The focus of the museum is squarely on Turkish art, at least for now, in the opening shows.

“Just for the opening, the permanent exhibition gallery is starting with the works from 1945 to 2000, in order to show the transformation and development of modern and contemporary art in Turkey,” Sagnak, the chief curator, explained during the tour as a school group milled about the hall. “All of the artists you see in this gallery either studied or lived abroad, especially in Paris after the war, and many are part of the Nouvelle École de Paris, which supported a lot of Turkish artists.”

“One major artist is Fahrelnissa Zeid, who is one of the most important women of modern art,” Sagnak added. “She had a solo exhibition at the Tate Modern in London in 2017, and her family donated more than 30 of her works before the museum began in 2004.”
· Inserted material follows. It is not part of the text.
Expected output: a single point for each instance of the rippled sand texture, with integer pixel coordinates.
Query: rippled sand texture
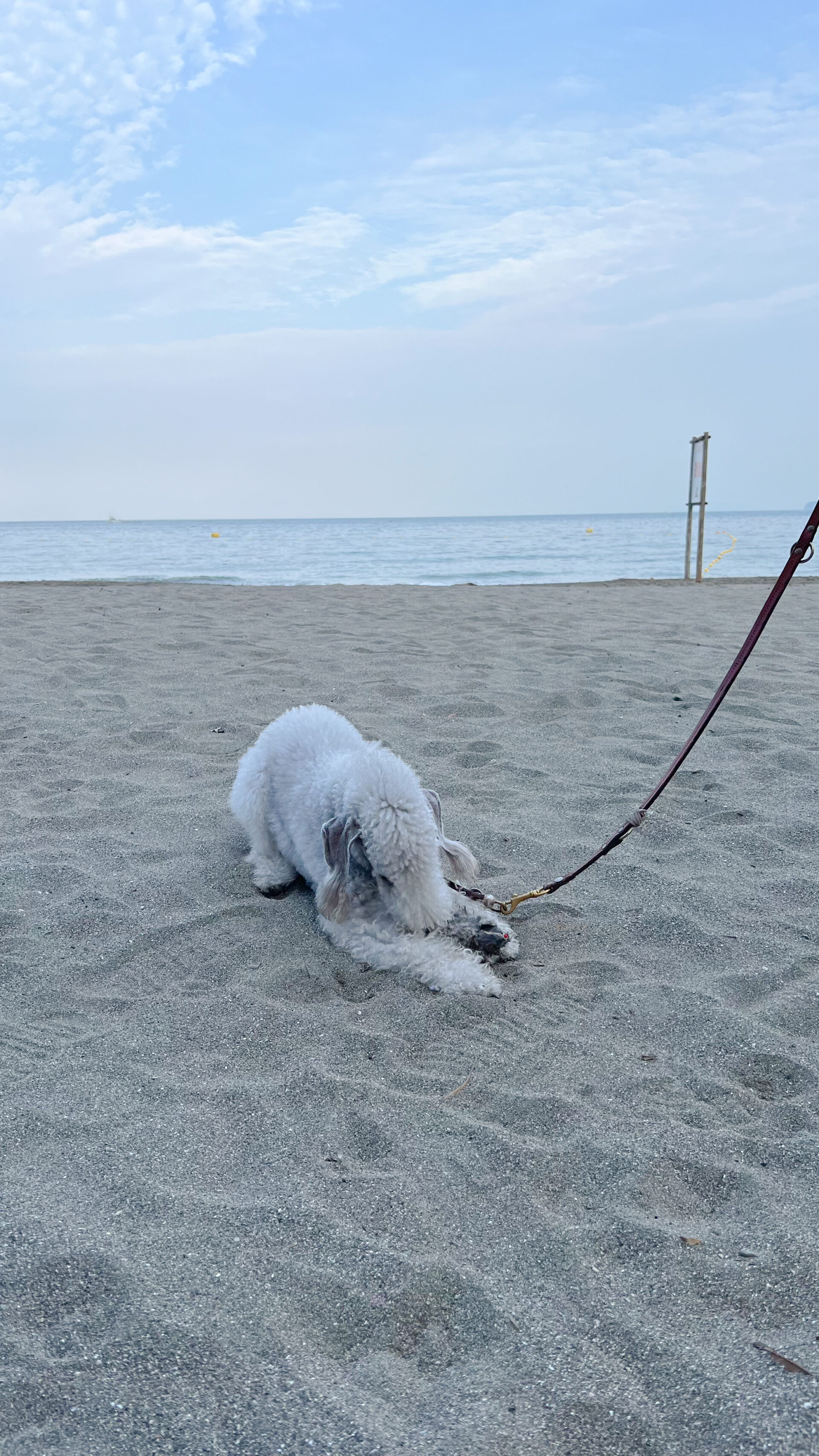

Another gallery features large portrait photographs by Nuri Bilge Ceylan, the celebrated Turkish director, whose latest film, “About Dry Grasses,” was a sensation at the Cannes Film Festival in May (Merve Dizdar won the best actress prize). The museum’s pop-up gallery is featuring “Always Here,” 17 works by 11 female Turkish artists.

“Infinity Room: Bosporus,” a new exhibit by Turkish American new media artist Refik Anadol, uses meteorological data from the Bosporus to create a room full of swirling Lego-like images of blue, gray and white. It is one of two pieces commissioned for the museum, along with “Your unexpected journey,” a three-part installation by Olafur Eliasson that seems to hang in the air, untethered, in the central stairwell.

From every vantage point of the Istanbul Modern, it’s all about the setting. In a city that is both Asia and Europe, dilapidated and vibrantly contemporary, ancient and modern, the connecting thread, for Piano, is what has defined this city for centuries.

“If you are an architect, you have to understand what the genius of the place is, and you have to catch the spirit of the place, and Istanbul is about the water,” he said. “There is magic in the light on the Bosporus.”